Consequently, both students appreciated the opportunity to dive deeper into their areas of specialisation and interests within the field of environmental studies. The virtual semester also afforded them the opportunity to take graduate level courses focused on professional application in a specialised area, which complements the wide breadth of knowledge they have gained from a liberal arts and science education.

Benjamin Yang, pictured attending Taipei’s climate rally last year. As part of the Global Climate Strike which took place in September 2021, hundreds participated in rally despite rainy weather. Image provided by Benjamin.

Benjamin said that his semester at Yale enabled him to appreciate how both perspectives were important in his learning. While his Yale classes gave him much more professional and real-world context, he found that this was balanced and complemented by the broad liberal arts and science education that equipped him with various theoretical frameworks and perspectives.

Benjamin added, “In Yale-NUS, we are used to having conversations relating to decolonisation or equity and justice issues in a lot of our seminar discussions. This is something I readily brought to my classrooms in Yale. Coco and I found ourselves constantly reminding our peers during class discussions to consider the spillover effects of environmental policy on indigenous populations, or other countries other than America, for example.”

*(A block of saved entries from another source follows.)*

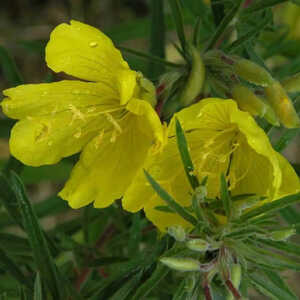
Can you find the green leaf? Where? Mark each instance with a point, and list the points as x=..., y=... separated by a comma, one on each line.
x=38, y=292
x=218, y=11
x=287, y=136
x=291, y=216
x=288, y=247
x=178, y=19
x=170, y=201
x=185, y=156
x=269, y=288
x=248, y=36
x=41, y=252
x=149, y=57
x=156, y=277
x=271, y=207
x=10, y=266
x=9, y=200
x=127, y=288
x=224, y=24
x=279, y=282
x=225, y=196
x=15, y=245
x=157, y=37
x=260, y=5
x=9, y=68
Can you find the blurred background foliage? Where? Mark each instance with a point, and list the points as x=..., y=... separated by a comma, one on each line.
x=89, y=245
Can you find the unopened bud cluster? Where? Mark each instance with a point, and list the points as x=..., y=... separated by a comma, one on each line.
x=249, y=84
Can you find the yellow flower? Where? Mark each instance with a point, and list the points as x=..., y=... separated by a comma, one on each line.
x=222, y=139
x=108, y=116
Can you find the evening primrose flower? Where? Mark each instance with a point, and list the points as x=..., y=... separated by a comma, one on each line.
x=109, y=116
x=222, y=139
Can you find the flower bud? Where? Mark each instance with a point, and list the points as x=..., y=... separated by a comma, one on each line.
x=248, y=101
x=177, y=232
x=195, y=79
x=252, y=72
x=198, y=245
x=282, y=105
x=183, y=264
x=292, y=84
x=282, y=235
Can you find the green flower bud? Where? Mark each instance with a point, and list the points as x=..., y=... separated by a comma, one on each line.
x=195, y=80
x=248, y=101
x=282, y=235
x=282, y=105
x=177, y=232
x=183, y=264
x=252, y=72
x=198, y=245
x=292, y=84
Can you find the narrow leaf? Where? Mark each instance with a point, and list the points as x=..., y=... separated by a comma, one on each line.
x=260, y=5
x=185, y=156
x=9, y=68
x=157, y=37
x=170, y=201
x=288, y=247
x=41, y=252
x=178, y=19
x=287, y=136
x=159, y=274
x=127, y=288
x=271, y=207
x=279, y=282
x=38, y=294
x=223, y=25
x=268, y=288
x=218, y=11
x=11, y=267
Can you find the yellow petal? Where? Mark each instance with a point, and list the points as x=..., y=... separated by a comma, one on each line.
x=126, y=80
x=31, y=100
x=106, y=168
x=58, y=119
x=83, y=51
x=46, y=140
x=148, y=119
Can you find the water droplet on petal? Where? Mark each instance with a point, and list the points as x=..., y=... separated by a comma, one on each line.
x=93, y=44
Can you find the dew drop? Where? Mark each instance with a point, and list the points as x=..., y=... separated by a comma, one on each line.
x=93, y=44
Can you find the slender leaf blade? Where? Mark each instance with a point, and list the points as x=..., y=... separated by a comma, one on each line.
x=42, y=255
x=170, y=201
x=271, y=207
x=185, y=156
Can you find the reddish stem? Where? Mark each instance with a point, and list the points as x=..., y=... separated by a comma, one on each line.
x=233, y=290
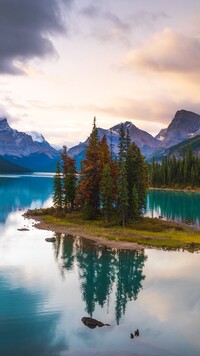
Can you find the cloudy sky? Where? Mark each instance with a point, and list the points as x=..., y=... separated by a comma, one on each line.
x=62, y=62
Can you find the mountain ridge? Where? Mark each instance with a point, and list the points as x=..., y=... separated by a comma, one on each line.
x=31, y=151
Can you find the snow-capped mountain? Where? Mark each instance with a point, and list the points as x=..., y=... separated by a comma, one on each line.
x=184, y=125
x=146, y=142
x=29, y=150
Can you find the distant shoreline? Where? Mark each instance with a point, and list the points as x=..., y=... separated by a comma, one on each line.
x=98, y=240
x=145, y=233
x=177, y=189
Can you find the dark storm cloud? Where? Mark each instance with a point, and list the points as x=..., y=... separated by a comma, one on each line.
x=25, y=30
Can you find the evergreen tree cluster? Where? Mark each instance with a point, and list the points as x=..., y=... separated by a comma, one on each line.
x=106, y=183
x=65, y=182
x=173, y=172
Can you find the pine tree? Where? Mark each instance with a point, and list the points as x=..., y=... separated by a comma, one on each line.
x=136, y=177
x=134, y=208
x=123, y=193
x=57, y=188
x=122, y=143
x=106, y=192
x=89, y=184
x=69, y=180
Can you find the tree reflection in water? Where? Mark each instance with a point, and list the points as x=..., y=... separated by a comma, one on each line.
x=101, y=271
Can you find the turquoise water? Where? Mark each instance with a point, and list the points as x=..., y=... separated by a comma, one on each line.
x=46, y=289
x=177, y=206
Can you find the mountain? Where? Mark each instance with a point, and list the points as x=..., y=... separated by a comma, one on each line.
x=8, y=167
x=184, y=125
x=179, y=150
x=143, y=139
x=29, y=150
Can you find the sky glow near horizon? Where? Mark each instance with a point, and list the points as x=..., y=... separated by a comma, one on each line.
x=62, y=62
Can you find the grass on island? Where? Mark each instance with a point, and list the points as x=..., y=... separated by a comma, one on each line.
x=148, y=232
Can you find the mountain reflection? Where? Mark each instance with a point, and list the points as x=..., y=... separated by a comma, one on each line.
x=102, y=271
x=19, y=192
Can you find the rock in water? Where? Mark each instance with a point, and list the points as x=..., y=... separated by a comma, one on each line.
x=92, y=323
x=50, y=239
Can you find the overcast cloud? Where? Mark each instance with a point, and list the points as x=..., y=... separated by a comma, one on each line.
x=26, y=28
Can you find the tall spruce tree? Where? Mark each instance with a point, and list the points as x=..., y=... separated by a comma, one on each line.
x=106, y=192
x=136, y=178
x=89, y=183
x=123, y=194
x=69, y=180
x=122, y=143
x=57, y=188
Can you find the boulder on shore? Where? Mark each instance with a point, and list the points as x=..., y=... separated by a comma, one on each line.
x=50, y=239
x=92, y=323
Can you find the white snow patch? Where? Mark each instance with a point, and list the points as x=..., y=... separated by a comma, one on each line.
x=36, y=136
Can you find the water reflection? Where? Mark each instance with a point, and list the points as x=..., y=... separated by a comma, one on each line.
x=101, y=272
x=21, y=319
x=179, y=206
x=18, y=192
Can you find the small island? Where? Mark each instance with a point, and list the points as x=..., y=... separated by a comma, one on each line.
x=106, y=199
x=146, y=232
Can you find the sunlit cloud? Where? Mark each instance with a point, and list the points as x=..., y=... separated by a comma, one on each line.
x=166, y=52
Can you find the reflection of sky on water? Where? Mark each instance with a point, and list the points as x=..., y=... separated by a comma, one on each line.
x=45, y=290
x=46, y=300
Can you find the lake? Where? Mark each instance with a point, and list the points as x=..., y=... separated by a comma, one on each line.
x=47, y=288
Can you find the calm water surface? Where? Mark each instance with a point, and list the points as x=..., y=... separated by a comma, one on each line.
x=46, y=288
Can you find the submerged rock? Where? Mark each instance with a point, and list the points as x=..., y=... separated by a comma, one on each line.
x=93, y=323
x=50, y=239
x=23, y=229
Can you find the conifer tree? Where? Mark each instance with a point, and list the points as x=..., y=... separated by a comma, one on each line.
x=123, y=193
x=106, y=192
x=57, y=188
x=89, y=184
x=136, y=177
x=122, y=143
x=69, y=180
x=134, y=208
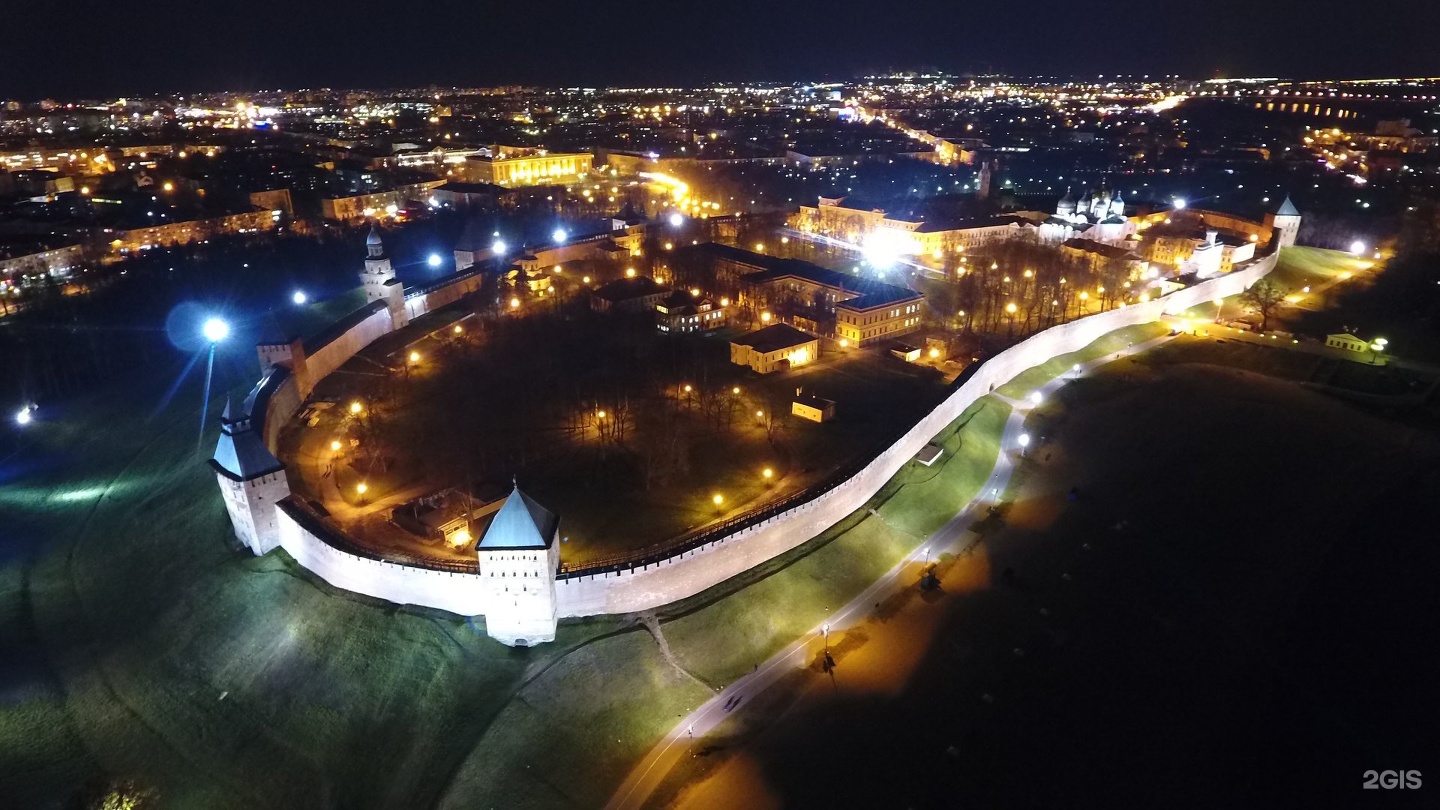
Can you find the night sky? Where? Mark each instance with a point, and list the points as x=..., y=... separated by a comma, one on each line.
x=94, y=49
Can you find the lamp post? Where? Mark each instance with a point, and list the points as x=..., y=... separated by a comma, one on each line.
x=213, y=330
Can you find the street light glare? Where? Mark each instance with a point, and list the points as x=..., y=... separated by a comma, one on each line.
x=215, y=330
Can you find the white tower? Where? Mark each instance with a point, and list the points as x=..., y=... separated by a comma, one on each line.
x=251, y=479
x=519, y=558
x=1286, y=222
x=378, y=270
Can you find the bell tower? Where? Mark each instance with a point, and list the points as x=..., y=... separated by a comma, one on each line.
x=378, y=270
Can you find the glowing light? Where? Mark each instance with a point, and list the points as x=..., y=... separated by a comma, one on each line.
x=215, y=330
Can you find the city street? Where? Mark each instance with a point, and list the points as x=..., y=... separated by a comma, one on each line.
x=890, y=643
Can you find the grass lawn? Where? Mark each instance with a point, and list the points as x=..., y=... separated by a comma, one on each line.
x=723, y=640
x=1037, y=376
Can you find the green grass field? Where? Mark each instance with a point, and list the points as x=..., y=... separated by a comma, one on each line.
x=1037, y=376
x=137, y=646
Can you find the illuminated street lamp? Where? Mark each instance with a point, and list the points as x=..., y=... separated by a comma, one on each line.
x=213, y=330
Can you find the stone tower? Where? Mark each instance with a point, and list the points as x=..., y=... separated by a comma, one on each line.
x=251, y=479
x=1286, y=222
x=519, y=558
x=378, y=270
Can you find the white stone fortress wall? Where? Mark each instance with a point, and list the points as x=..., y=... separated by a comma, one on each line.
x=689, y=572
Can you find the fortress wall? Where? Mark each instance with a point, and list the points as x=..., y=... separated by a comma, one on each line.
x=401, y=584
x=448, y=294
x=694, y=571
x=339, y=350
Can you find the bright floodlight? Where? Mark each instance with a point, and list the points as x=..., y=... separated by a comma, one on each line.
x=215, y=330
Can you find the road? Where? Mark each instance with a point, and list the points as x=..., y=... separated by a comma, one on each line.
x=952, y=538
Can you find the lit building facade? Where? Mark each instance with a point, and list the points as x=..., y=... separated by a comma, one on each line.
x=522, y=166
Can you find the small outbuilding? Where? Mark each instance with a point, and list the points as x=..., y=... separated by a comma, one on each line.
x=775, y=349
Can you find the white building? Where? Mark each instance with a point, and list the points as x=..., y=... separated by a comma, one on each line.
x=519, y=558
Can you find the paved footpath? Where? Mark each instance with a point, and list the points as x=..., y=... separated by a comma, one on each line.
x=651, y=770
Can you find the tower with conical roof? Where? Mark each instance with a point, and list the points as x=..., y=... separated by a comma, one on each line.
x=1285, y=222
x=519, y=558
x=251, y=479
x=378, y=270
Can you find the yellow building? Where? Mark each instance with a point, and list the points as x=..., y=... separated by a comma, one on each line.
x=775, y=349
x=522, y=166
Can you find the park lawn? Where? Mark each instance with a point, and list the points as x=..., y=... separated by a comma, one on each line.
x=162, y=655
x=930, y=496
x=1030, y=379
x=725, y=639
x=1299, y=267
x=1270, y=361
x=573, y=732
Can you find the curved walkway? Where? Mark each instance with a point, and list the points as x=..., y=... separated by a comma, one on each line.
x=642, y=780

Concurrently, alumna Chua Wan Ping (Class of 2017) has already commenced her final year of the Special Programme with YSE.

Chua Wan Ping, pictured in Yale. Image provided by Wan Ping.

Wan Ping started on her Master’s programme after completing a three-year stint at HEINEKEN, spending two years in its Asia Pacific Graduate Program and a year as an assistant manager in corporate affairs.

At Yale-NUS, the focus of her undergraduate studies revolved around sustainable food policy, and she therefore considers her time at HEINEKEN “very much an extension” of these interests. During her time with the company, she worked in several sustainability roles in Singapore, Ho Chi Minh City and Amsterdam, covering areas like sustainability strategy and communications.

To further increase her exposure to corporate perspectives on sustainability, she has decided to focus on more technical topics like Life Cycle Assessments and Industrial Ecology in her graduate studies.

Reflecting on how her time in the College has prepared her for her future endeavours, Wan Ping shared, “Systems thinking and the ability to think broadly, and [training my ability to] connect the dots was something I truly valued in my Yale-NUS education. It’s easily transferable in a corporate setting, especially in empowering me to work with people who come from different backgrounds. It has also given me a solid grounding for graduate school, so I can focus my time on the technical aspects of environmental management.”

For the current students Coco and Benjamin, they really appreciated the opportunity to dip their toes into the experience of pursuing a Master’s degree in Environmental Management. They also believed their ‘semester abroad’ experiences have helped to solidify their decision towards applying for the Special Programme.

Said Benjamin about his future plans, “I’m not yet sure if I want to continue pursuing other degrees and stay in academia, or start working, or both. This degree will allow me to figure things out, since if I want to head into the workforce, it’s a good degree to have. If I do want to pursue and stay in academia, it’s still a foundation that can lead to other degrees. So I think it’s that flexibility and malleability that I really appreciate, which is why I wanted to pursue it.